Let's be honest, emotions can get the better of us all and when actual money is on the line, we can all be victims of poor decisions and reckless behavior. The rules we define as traders are there to help us remove emotions like fear and greed, thus providing us with a controlled environment to execute our trades. In my opinion, without the correct education, a novice trader has the odds for success stacked firmly against them from day one, but even after taking the right steps to get the education they so badly need, there is still a danger of breaking the rules from time to time. Once a trader learns to trust their rules and begins to flawlessly execute their plan in the market, things start to pick up, but we have to realize that following our rules rather than following our heart is the real key to success in the end. All of us need to remember that the professional trader trades what they see, rather than what they think. If you learn to trade from technical reasons rather than simply for the money, you are most definitely on the right track to making things work in your trading.

After the novice trader recognizes this simple fact, they then tend to ask the same million dollar question: "When can I expect to be able to trade for a living?" Understand this, each of us has our own pace of learning, making the answer to this all-important question different for each individual; however, to some extent, there are guidelines we can reference to give a general idea of what to expect. Before I share a distinct analogy with you, let me define the key differences between the novice and the professional trader:

  1. The Novice Trader: Knows the Rules but does not follow them
  2. The Professional Trader: Knows the Rules, understands the Rules and follows them

As I explained before, the rules are there to take the emotion out of trading, and when a trader has clearly defined these rules and decides to stick to them, they will make progress. It can just take time to develop the mental fortitude to adhere to the guidelines. The more we implement the rules, the more they become hard-wired into our psyche, allowing us to achieve consistent profits in the face of adversity.

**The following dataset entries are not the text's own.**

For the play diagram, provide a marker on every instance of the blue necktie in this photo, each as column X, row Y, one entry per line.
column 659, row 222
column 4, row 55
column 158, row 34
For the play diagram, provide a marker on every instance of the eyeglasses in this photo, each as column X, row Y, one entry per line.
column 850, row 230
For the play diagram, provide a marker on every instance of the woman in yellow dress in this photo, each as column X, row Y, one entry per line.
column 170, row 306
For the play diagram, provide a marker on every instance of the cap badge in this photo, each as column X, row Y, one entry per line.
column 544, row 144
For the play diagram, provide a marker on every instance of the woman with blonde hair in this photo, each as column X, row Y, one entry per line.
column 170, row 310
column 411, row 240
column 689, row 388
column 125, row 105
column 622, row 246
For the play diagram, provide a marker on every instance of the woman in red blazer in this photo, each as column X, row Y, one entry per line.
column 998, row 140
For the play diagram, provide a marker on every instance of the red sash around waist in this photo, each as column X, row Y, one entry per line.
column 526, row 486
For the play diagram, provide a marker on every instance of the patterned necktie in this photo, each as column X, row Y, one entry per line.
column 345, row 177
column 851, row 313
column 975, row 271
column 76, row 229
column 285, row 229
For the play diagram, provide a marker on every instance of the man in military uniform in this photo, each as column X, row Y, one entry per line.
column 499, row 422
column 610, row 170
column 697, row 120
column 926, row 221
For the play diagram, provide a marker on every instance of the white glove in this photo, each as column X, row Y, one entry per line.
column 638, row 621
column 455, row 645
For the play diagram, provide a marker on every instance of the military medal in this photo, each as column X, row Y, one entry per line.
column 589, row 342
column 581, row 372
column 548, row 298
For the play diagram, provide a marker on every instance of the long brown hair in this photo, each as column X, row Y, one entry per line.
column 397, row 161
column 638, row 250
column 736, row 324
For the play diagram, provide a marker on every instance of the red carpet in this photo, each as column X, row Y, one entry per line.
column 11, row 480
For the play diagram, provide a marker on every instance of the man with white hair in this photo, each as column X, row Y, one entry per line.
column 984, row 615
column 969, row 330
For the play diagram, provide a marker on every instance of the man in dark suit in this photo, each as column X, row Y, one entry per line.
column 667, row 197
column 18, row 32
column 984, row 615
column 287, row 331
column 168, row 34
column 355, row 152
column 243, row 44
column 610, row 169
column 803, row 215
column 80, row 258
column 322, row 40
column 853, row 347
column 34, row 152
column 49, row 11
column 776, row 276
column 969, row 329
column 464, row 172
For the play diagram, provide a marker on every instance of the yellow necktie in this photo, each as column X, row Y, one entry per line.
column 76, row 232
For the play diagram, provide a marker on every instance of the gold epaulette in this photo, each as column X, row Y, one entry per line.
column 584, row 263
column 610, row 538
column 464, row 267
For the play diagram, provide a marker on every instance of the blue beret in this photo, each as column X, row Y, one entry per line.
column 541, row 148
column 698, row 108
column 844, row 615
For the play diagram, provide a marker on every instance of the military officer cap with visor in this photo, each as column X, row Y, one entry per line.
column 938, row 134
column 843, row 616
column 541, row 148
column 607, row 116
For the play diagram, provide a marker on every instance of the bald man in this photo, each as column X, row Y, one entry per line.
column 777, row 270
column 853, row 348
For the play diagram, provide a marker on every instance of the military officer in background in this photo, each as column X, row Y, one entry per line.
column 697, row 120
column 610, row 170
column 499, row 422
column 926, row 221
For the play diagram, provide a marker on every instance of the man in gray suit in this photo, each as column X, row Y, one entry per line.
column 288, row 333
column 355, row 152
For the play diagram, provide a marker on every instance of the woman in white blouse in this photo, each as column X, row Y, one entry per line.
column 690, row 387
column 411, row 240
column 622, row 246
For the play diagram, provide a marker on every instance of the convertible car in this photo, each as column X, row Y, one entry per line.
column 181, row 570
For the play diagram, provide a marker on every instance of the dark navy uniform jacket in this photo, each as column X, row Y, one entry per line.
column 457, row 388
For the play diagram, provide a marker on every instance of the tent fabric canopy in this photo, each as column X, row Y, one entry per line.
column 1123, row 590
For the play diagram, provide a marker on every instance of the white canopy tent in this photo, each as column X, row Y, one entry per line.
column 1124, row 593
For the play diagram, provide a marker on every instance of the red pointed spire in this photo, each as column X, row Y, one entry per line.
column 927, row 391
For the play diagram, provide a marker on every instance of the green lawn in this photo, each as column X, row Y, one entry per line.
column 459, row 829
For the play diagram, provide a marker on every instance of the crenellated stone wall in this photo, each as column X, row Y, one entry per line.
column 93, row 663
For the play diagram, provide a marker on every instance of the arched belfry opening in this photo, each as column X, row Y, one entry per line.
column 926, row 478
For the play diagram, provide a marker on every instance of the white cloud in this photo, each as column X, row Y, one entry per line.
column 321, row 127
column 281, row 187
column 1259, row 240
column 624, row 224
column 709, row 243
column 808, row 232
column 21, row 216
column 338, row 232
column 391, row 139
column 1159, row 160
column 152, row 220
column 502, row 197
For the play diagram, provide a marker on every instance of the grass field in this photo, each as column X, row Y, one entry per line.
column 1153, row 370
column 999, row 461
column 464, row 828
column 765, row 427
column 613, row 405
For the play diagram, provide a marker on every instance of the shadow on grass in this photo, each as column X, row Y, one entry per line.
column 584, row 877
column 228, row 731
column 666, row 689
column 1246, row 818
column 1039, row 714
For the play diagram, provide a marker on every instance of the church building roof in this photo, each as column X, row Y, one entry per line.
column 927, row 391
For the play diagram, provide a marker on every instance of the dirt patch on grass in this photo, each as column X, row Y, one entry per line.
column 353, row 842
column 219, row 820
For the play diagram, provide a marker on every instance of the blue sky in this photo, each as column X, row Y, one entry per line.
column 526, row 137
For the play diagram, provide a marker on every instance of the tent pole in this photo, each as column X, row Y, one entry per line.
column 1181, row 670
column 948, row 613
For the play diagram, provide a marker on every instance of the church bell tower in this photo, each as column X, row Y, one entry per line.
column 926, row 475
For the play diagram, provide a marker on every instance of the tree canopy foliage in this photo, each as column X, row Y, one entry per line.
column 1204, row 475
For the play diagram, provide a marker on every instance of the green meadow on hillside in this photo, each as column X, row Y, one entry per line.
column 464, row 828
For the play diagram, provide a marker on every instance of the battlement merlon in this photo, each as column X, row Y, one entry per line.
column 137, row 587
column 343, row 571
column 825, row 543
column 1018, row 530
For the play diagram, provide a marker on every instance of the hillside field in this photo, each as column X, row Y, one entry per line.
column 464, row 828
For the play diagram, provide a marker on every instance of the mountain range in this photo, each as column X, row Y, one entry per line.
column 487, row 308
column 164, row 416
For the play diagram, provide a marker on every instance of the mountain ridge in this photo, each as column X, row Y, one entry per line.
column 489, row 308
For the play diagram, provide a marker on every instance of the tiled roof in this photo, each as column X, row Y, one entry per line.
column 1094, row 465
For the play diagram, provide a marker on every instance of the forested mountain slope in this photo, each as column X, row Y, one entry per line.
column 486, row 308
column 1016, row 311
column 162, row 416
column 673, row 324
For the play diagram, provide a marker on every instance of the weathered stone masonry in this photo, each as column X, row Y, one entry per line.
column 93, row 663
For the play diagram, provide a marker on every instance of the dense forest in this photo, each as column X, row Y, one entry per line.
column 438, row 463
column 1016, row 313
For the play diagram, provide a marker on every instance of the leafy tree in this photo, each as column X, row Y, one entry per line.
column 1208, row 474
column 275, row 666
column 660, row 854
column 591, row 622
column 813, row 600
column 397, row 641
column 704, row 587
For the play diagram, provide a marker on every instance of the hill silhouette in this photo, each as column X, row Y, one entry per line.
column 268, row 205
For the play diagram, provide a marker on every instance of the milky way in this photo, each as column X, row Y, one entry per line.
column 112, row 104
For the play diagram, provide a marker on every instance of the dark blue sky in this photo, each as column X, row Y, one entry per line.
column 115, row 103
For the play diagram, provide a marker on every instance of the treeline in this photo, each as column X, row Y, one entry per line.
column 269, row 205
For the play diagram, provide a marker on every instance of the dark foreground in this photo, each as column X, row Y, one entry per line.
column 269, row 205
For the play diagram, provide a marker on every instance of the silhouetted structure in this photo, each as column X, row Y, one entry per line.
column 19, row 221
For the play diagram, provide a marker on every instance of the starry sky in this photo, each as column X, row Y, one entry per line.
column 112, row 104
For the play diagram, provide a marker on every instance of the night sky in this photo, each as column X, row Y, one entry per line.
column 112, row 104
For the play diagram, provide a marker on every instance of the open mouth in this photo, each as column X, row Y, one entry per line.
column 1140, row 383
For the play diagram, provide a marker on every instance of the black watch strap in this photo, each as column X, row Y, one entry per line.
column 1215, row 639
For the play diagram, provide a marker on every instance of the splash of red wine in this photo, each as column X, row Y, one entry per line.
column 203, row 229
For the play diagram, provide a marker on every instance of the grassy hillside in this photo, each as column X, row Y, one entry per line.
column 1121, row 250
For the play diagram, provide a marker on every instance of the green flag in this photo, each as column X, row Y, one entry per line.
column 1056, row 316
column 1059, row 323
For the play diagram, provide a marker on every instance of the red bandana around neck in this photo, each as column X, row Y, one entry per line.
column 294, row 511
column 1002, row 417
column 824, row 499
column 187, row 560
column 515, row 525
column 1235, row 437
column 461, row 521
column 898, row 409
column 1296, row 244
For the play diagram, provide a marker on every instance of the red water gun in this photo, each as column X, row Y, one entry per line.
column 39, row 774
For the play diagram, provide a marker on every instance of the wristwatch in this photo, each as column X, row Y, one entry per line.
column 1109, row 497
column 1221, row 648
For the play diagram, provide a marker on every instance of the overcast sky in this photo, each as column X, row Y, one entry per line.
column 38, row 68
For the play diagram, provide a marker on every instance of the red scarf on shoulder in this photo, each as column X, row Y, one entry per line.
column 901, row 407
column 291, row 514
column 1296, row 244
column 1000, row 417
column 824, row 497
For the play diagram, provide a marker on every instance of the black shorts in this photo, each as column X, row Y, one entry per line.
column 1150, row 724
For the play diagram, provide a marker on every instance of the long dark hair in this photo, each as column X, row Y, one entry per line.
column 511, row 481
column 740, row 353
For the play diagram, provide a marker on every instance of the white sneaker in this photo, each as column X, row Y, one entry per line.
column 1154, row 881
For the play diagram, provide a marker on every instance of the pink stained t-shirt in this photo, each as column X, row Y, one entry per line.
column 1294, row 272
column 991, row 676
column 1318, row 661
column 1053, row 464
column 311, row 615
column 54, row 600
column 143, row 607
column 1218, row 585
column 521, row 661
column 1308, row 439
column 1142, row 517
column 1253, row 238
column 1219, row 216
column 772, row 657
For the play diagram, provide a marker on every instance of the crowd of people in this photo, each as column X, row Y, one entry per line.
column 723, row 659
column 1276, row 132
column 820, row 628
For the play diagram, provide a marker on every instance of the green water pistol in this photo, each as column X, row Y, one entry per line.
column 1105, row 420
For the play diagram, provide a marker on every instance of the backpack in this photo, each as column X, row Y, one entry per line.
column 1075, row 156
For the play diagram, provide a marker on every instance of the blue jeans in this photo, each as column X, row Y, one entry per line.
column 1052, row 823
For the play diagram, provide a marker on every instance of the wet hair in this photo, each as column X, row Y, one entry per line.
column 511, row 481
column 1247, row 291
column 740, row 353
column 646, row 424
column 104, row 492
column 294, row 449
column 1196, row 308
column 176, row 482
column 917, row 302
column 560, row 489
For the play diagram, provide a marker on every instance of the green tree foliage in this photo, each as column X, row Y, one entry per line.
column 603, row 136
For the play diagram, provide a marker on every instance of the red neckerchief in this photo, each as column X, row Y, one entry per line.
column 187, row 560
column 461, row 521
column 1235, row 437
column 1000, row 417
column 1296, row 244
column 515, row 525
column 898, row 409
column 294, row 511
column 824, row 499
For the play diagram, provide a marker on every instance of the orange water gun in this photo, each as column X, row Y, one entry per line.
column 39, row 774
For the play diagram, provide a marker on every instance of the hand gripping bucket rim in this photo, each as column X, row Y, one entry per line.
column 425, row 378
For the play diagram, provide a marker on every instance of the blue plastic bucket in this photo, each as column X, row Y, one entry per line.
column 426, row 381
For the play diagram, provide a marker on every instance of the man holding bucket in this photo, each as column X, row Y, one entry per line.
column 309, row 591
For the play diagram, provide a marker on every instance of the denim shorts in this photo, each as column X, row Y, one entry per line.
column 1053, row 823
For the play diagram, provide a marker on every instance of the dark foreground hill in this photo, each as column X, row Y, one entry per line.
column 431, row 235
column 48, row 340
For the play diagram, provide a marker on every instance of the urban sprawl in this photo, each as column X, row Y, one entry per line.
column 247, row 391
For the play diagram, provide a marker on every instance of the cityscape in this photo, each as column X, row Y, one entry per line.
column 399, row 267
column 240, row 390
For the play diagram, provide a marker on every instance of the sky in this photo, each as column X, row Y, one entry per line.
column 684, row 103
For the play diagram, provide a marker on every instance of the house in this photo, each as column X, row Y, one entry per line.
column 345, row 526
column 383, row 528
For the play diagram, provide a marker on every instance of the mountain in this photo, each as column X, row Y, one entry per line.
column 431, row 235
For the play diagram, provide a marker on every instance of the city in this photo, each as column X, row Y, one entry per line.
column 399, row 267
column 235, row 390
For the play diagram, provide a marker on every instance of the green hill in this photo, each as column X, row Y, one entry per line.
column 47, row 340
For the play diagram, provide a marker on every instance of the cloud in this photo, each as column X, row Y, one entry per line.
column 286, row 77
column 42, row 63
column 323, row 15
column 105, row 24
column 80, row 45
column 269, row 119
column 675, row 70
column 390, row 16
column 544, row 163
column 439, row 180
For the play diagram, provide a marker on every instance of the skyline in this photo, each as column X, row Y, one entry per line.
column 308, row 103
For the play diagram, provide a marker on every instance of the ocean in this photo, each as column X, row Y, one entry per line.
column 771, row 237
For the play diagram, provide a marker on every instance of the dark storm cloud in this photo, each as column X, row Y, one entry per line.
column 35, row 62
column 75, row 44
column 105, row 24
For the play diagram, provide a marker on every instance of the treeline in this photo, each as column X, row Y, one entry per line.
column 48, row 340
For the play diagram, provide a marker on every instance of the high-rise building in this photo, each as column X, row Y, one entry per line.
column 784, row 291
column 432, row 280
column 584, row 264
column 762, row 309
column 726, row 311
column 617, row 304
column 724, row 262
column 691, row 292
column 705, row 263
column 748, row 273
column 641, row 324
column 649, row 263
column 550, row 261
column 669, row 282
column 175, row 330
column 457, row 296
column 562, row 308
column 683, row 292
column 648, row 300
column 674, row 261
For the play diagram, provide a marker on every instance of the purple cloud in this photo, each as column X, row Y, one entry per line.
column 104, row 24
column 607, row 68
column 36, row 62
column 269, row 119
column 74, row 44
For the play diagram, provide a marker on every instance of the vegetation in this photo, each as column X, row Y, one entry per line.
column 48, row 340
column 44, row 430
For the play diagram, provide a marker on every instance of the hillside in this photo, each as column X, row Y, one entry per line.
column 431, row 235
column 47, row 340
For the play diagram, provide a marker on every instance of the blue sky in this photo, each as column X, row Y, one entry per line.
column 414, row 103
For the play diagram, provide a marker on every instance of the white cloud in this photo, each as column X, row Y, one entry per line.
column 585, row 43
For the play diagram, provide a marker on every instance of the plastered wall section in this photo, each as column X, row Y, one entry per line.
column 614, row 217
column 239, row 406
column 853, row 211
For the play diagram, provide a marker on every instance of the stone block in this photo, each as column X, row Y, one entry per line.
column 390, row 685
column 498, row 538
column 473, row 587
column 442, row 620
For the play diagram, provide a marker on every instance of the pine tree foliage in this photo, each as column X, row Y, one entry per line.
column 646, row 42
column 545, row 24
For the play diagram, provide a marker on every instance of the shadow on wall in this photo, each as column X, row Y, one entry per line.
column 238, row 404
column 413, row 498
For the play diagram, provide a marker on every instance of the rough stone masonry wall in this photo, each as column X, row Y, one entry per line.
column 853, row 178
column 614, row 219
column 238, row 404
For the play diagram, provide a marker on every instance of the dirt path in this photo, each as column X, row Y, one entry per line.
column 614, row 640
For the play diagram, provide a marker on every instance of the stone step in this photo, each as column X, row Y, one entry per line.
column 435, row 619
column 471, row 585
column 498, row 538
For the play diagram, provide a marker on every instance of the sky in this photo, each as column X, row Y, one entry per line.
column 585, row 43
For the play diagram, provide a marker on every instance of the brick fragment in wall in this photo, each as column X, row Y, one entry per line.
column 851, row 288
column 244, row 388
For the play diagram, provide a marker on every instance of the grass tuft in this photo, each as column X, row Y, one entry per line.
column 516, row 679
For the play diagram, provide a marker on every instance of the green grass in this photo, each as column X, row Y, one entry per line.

So what level of success can the newly educated trader expect from their speculative activities, assuming that they are disciplined enough to follow the plan and stick to the rules? Well, let's compare this to another equally challenging pastime, golf. There are many amateur golfers in the world who love to play the game, but struggle with consistency and form, resulting in much frustration and many broken clubs! Just like anything else, the way to get consistent at golf is to first, seek the education needed to play the game properly in the first place. It would be absurd to think that you could simply buy a book about golf and then turn up at the course and play a successful round. The only way to take the first steps to actually learning the game properly is to actually get out there and play, ideally starting with lessons and instruction from a professional golfer who can show you the way to hold a club, maintain the swing and strike the ball. Once you have been shown the technique, you then need to go out and practice. The more you practice, the greater chance you have of getting into a routine of hitting the ball consistently without actually thinking about it too much. You actually begin to develop muscle memory as such. With a little time and playing reasonably regularly, you can then develop a respectable handicap, getting you around the course in a relaxed fashion and maybe allowing you to win the odd local tournament with friends. Trading is not so unlike this. With a little practice and self discovery, we can all get into a routine of sticking to a plan and making successful trades. The winnings may not be enough to live off full-time, but they will steadily build the account and even perhaps subsidize the monthly bills.

Again, like golf, moving into the world of becoming a consistent professional is going to take further commitment and investment. The professional golfer will seek the best mentors available to help with their game and spend the vast majority of their spare time hitting balls at the range and playing rounds out on the course. They achieve the scratch handicap eventually, entering bigger regional tournaments with decent prize money and get paid to instruct other novice golfers at their local golf club, if they choose to do so. They play the game they love and get paid to do it, earning full-time living in the process and enjoying a great quality of life. We can see many parallels with the professional golfer and the professional trader who also trades full-time for a living, enjoying a flexible lifestyle and the freedom to call their own shots. The pro trader worked that extra bit harder to become as consistent as possible, following the rules to the nail, knowing what it takes to be disciplined and consistent. The rules are respected and not broken and as a result, this trader gets paid for the effort they put in and dedication they show to their ongoing education within the market.

Is this analogy unlike any other? Becoming a professional in any arena is possible with the right guidance and commitment. It takes both financial and time investment to succeed and trading is no different in this respect. My advice to any new trader wishing to do this for a living is to simply get the right education from the start from someone who is actually doing it in the first place. Find your style, define a plan and get consistency. Allow time to do its work, don't put pressure on yourself, just allow time to do its work. Trading is not a get rich scheme by any means. Manage yourself and manage your expectations from the start and who knows the rewards you may eventually reap in time.